# Normality

The normality assumption is one of the most misunderstood in all of statistics.  In multiple regression, the assumption requiring a normal distribution applies only to the disturbance term, not to the independent variables as is often believed.  Perhaps the confusion about this assumption derives from difficulty understanding what this disturbance term refers to – simply put, it is the random error in the relationship between the independent variables and the dependent variable in a regression model.  Each case in the sample actually has a different random variable which encompasses all the “noise” that accounts for differences in the observed and predicted values produced by a regression equation, and it is the distribution of this disturbance term or noise for all cases in the sample that should be normally distributed.

There are few consequences associated with a violation of the normality assumption, as it does not contribute to bias or inefficiency in regression models.  It is only important for the calculation of p values for significance testing, but this is only a consideration when the sample size is very small.  When the sample size is sufficiently large (>200), the normality assumption is not needed at all as the Central Limit Theorem ensures that the distribution of disturbance term will approximate normality.

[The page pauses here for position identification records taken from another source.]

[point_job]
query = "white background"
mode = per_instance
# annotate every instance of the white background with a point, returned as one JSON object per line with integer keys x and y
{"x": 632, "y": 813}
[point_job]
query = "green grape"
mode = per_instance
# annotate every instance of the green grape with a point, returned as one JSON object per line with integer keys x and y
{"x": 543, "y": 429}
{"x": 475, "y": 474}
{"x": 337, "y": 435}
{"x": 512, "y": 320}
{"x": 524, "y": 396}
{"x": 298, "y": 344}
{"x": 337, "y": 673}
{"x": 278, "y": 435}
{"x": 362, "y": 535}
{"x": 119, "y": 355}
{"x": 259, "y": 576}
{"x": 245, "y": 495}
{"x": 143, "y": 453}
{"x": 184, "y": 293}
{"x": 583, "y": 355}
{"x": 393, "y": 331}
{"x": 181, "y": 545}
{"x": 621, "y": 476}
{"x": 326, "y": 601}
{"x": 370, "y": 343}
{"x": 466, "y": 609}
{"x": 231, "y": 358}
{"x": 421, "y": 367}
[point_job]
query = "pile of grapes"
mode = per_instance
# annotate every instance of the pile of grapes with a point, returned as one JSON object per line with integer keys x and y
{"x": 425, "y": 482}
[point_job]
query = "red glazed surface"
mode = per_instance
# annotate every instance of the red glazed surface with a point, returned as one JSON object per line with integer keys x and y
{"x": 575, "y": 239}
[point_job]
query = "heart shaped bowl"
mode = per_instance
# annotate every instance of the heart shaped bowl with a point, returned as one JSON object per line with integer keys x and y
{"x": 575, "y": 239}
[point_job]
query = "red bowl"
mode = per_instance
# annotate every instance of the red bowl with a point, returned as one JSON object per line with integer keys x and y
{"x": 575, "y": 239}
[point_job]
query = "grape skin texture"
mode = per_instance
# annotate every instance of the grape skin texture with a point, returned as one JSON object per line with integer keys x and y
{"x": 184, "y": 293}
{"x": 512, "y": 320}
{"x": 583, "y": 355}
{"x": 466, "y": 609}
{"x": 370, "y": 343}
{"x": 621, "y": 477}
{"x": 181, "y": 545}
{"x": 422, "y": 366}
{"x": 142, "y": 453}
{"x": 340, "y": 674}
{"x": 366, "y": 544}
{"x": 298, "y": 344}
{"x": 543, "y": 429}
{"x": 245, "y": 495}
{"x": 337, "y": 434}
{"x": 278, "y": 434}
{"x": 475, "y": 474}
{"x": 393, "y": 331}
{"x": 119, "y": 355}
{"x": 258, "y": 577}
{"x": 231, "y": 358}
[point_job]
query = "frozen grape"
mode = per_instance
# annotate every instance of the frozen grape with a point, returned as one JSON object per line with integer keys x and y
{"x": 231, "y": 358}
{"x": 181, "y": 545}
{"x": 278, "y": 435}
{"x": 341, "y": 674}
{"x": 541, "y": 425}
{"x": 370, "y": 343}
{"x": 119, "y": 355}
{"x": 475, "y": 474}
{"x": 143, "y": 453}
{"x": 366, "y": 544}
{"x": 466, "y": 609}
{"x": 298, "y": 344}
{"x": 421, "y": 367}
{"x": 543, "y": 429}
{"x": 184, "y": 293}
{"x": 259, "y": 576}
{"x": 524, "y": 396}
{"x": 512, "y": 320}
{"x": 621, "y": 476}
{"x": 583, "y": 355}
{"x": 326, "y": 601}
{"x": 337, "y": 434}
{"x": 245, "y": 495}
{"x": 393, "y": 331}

When dealing with very small samples, it is important to check for a possible violation of the normality assumption.  This can be accomplished through an inspection of the residuals from the regression model (some programs will perform this automatically while others require that you save the residuals as a new variable and examine them using summary statistics and histograms).  There are several statistics available to examine the normality of variables. including skewness and kurtosis, as well as numerous graphical depictions, such as the normal probability plot.  Unfortunately the statistics to assess it are unstable in small samples, so their results should be interpreted with caution.  When the distribution of the disturbance term is found to deviate from normality, the best solution is to use a more conservative p value (.01 rather than .05) for conducting significance tests and constructing confidence intervals.